Lobostemon echioides

Scientific classification
- Kingdom: Plantae
- Clade: Tracheophytes
- Clade: Angiosperms
- Clade: Eudicots
- Clade: Asterids
- Order: Boraginales
- Family: Boraginaceae
- Genus: Lobostemon
- Species: L. echioides
- Binomial name: Lobostemon echioides Lehm.
- Synonyms: Echium buekii I.M.Johnst.; Echium diversifolium (H.Buek) I.M.Johnst.; Echium echioides (Lehm.) I.M.Johnst.; Echium fastigiatum (H.Buek) I.M.Johnst.; Echium microphyllum (H.Buek) I.M.Johnst.; Echium nitidum (Bolus) I.M.Johnst.; Echium pubiflorum (C.H.Wright) I.M.Johnst.; Echium trichotomum Thunb.; Echium virgatum (H.Buek) I.M.Johnst.; Lobostemon diversifolius H.Buek; Lobostemon elongatus H.Buek; Lobostemon fastigiatus H.Buek; Lobostemon lehmannianus H.Buek; Lobostemon microphyllus H.Buek; Lobostemon nitidus Bolus; Lobostemon nitidus Bolus ex C.H.Wright; Lobostemon pubiflorus C.H.Wright; Lobostemon virgatus H.Buek;

= Lobostemon echioides =

- Genus: Lobostemon
- Species: echioides
- Authority: Lehm.
- Synonyms: Echium buekii I.M.Johnst., Echium diversifolium (H.Buek) I.M.Johnst., Echium echioides (Lehm.) I.M.Johnst., Echium fastigiatum (H.Buek) I.M.Johnst., Echium microphyllum (H.Buek) I.M.Johnst., Echium nitidum (Bolus) I.M.Johnst., Echium pubiflorum (C.H.Wright) I.M.Johnst., Echium trichotomum Thunb., Echium virgatum (H.Buek) I.M.Johnst., Lobostemon diversifolius H.Buek, Lobostemon elongatus H.Buek, Lobostemon fastigiatus H.Buek, Lobostemon lehmannianus H.Buek, Lobostemon microphyllus H.Buek, Lobostemon nitidus Bolus, Lobostemon nitidus Bolus ex C.H.Wright, Lobostemon pubiflorus C.H.Wright, Lobostemon virgatus H.Buek

Species of plant from South Africa

Lobostemon echioides is a species of flowering plant in the family Boraginaceae. Commonly referred to as the common healthbush, it is the mostly widely distributed species in its genus. It is endemic to the Cape Provinces of South Africa, where it is found growing between Namaqualand and the Karoo and the Eastern Cape.

== Description ==
This resprouting shrub or undershrub grows about 20-80 cm tall. The stalkless leaves are narrow and hairy and are often soft and silvery.

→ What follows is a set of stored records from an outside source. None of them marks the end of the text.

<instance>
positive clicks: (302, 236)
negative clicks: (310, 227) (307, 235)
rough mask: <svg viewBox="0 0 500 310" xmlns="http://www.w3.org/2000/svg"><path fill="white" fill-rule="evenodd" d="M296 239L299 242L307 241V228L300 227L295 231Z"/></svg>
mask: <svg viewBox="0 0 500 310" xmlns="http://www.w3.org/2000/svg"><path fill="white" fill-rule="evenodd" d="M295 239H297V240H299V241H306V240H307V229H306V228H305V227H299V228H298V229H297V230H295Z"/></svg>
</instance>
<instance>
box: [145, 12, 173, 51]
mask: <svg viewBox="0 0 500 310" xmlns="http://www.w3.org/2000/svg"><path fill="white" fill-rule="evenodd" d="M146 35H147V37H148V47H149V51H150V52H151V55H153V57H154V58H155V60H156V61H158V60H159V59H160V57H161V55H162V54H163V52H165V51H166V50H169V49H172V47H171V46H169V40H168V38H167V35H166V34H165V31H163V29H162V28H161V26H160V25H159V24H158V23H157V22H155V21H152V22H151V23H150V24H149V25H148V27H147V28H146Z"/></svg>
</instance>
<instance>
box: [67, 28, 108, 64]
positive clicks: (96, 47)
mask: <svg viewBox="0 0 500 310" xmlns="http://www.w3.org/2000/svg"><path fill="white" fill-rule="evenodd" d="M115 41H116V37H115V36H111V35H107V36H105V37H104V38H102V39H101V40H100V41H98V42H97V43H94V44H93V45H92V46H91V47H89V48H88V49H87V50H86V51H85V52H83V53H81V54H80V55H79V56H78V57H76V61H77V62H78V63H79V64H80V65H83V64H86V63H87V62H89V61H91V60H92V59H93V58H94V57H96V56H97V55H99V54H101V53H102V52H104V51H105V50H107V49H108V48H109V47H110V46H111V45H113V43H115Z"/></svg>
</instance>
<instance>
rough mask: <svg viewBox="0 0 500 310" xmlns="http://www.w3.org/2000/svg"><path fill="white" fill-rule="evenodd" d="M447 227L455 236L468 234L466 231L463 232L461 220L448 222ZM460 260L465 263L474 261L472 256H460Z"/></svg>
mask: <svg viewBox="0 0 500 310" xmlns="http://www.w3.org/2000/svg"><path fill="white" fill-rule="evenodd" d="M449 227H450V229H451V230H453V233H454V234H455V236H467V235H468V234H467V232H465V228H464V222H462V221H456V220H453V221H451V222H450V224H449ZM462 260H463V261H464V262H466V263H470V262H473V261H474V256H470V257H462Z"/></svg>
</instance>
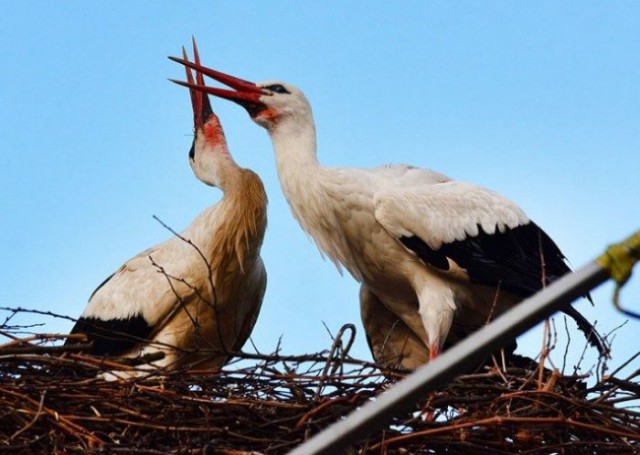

Flowers are mainly present from August to October but have been found year round. Plants flowering from February to May seem to be confined to the southern parts of the distribution, where small amounts of rain are available throughout the year. The flowers are small (petals are 17-30 mm long) and violet-blue. They are hairy on the outside and are borne in may flowered cymes. The buds are arranged in two distinct rows, spreading greatly in the fruiting stage. The stamens protrude beyond the petals. The staminal scales are triangular with lateral lobes. The staminal scales inserted at the throat of the corolla tube, about 2-3 mm above the base of the corolla tube

== Distribution and habitat ==
This is the most widely distributed Lobostemon species, occurring across the range of the genus. It grows from Namaqualand and the Karoo through to the Eastern Cape. It prefers drier habitats and is absent from wetter areas. It grows on stony slopes and flats in mostly sandstone derived soils.

== Ecology ==
As with other Lobostemon species, the common healthbush is able to resprout after a fire.